Two failed quantities running demo for 12_0 at NERSC

I just installed 12_0 at NERSC (on Edison since Cori is unavailable) and at SLAC, both via the conda install. I ran the 12_0 version of the demo at SLAC without a hitch, at NERSC there were 2 reported failed quantities when I ran ./bin/compare:

heatherk@edison09:/project/projectdirs/lsst/lsstDM/Edison/lsst_dm_stack_demo-12.0> ./bin/compare detected-sources.txt
Failed (absolute difference 1.00002e-10, relative difference 4.0431e-12 over tolerance 0) in column base_PsfFlux_fluxSigma.
Failed (absolute difference 1.00002e-10, relative difference 4.51474e-12 over tolerance 0) in column base_PsfFlux_fluxSigma.

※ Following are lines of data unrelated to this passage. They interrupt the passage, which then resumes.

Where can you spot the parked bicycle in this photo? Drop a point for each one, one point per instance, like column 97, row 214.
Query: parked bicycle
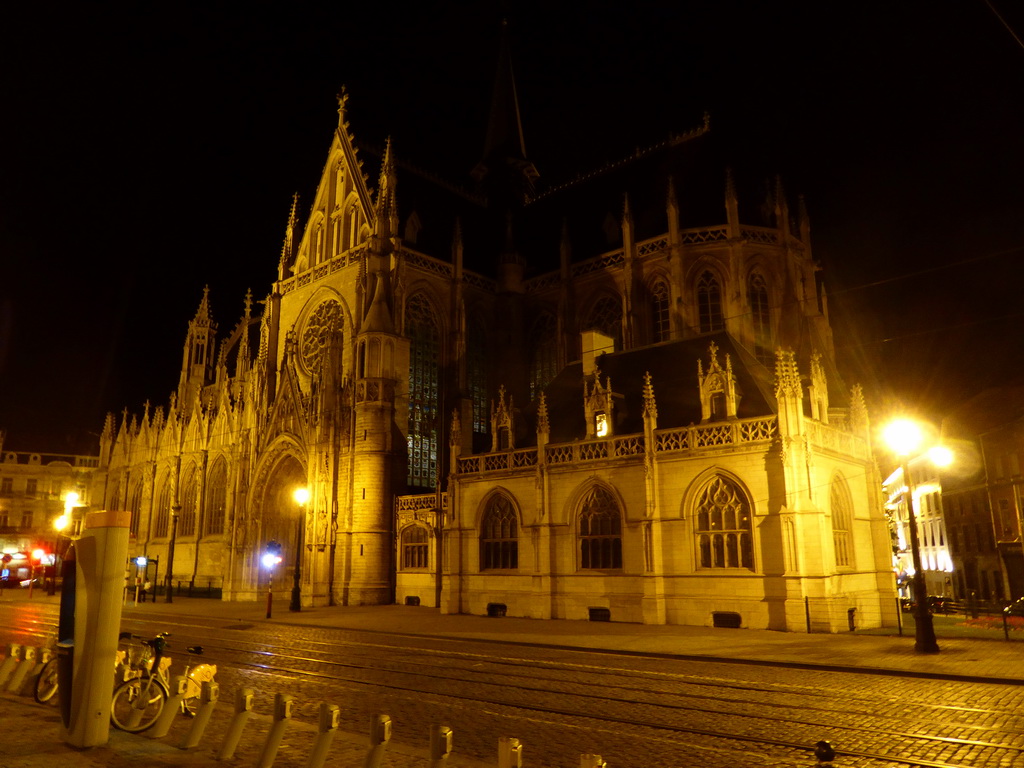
column 140, row 698
column 47, row 680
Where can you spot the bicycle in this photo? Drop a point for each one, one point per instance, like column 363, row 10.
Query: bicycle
column 139, row 699
column 47, row 680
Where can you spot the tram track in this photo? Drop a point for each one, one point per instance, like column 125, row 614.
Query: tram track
column 359, row 667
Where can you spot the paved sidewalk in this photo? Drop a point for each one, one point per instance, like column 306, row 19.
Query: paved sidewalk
column 37, row 743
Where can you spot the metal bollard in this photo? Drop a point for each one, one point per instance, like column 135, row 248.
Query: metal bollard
column 282, row 714
column 440, row 745
column 207, row 700
column 27, row 664
column 171, row 708
column 13, row 655
column 380, row 734
column 330, row 719
column 243, row 709
column 29, row 686
column 509, row 753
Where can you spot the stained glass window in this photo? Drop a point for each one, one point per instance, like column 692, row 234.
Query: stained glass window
column 841, row 506
column 424, row 365
column 543, row 353
column 163, row 511
column 600, row 530
column 415, row 547
column 499, row 536
column 761, row 315
column 723, row 526
column 476, row 365
column 709, row 304
column 135, row 506
column 659, row 311
column 188, row 500
column 216, row 498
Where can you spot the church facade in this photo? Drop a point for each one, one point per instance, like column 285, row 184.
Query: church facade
column 653, row 429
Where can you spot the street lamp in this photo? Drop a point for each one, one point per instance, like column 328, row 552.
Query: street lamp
column 271, row 556
column 59, row 525
column 169, row 597
column 904, row 438
column 301, row 497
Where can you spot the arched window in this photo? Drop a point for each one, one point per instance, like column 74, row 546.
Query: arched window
column 476, row 365
column 135, row 506
column 424, row 365
column 761, row 316
column 543, row 353
column 659, row 329
column 415, row 548
column 163, row 511
column 499, row 536
column 600, row 530
column 188, row 501
column 709, row 304
column 216, row 498
column 723, row 526
column 606, row 316
column 841, row 506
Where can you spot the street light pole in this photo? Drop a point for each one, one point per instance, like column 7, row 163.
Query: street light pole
column 169, row 597
column 924, row 633
column 301, row 496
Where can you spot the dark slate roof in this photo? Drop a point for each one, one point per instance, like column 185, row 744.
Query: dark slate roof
column 673, row 368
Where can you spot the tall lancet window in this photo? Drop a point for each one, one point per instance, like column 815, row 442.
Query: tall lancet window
column 659, row 310
column 160, row 525
column 135, row 506
column 476, row 365
column 543, row 353
column 189, row 502
column 424, row 364
column 216, row 498
column 709, row 304
column 761, row 316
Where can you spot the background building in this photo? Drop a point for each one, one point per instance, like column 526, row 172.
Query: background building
column 613, row 397
column 34, row 491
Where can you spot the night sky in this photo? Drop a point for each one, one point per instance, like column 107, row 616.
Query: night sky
column 150, row 151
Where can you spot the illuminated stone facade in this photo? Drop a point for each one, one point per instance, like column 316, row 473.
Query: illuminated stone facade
column 651, row 430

Also of interest was a reported UserWarning:

Setting up: astrometry_net_data             Flavor: Linux64    Version: LOCAL:/global/project/projectdirs/lsst/lsstDM/Edison/lsst_dm_stack_demo-12.0/astrometry_net_data                                                                              
/project/projectdirs/lsst/lsstDM/Edison/v12_0/opt/lsst/stsci_distutils/lib/python/stsci.distutils-0.3.7-py2.7.egg/stsci/ UserWarning: Module pyfits was already imported from /project/projectdirs/lsst/lsstDM/Edison/v12_0/opt/lsst/pyfits/lib/python/pyfits-3.4-py2.7-linux-x86_64.egg/pyfits/__init__.pyc, but /global/project/projectdirs/lsst/lsstDM/Edison/v12_0/opt/lsst/pyfits/lib/python/pyfits-3.4-py2.7-linux-x86_64.egg is being added to sys.path                                

We also have w.2016.20 built from source on Edison, in that case, the demo ran just fine… where the demo was the “HEAD” at the time w.2016.20 was first made available.

My first inclination is to try to redo the conda install of 12_0, but I’m open to any suggestions.
Take care,

I think these errors are spurious, and that they’re due to a combination of tight tolerances and a new architecture. We already know that demo values can vary by approximately this amount between Linux and OS X, and we have different comparison files for those two architectures to deal with that. It looks like NERSC is different enough from our usual Linux environment (maybe due to different fast math libraries or hardware?) that we just can’t use the Linux comparison values directly.

I’m afraid I don’t know anything about the warning.

While I’m sure this is right in broad terms, it would be interesting to understand exactly where this discrepancy is coming from – not least so that we can ensure it won’t be a problem for other users.

Edison appears to be ordinary Intel CPUs, so it seems unlikely that this is due to the hardware.

At a guess, on Edison /project and /global/project are symlinked to the same place. At different places in the codebase, with access it directly and with calls to os.path.normpath, get slightly different answers, and issue a warning. It’s unlikely to be a problem.

1 Like

@jbosch @swinbank Thank you both for your responses. In truth we are just waiting for Cori to come back up - and our production work will be on Cori. My inclination is to install both the conda distribution and another using source. I’m wondering if I can coax the Twinkles folks to consider doing some runs using both and check for any discrepancies - though it’s not likely to uncover anything significant and of course time and resources are in short supply. I’ll inquire on this end.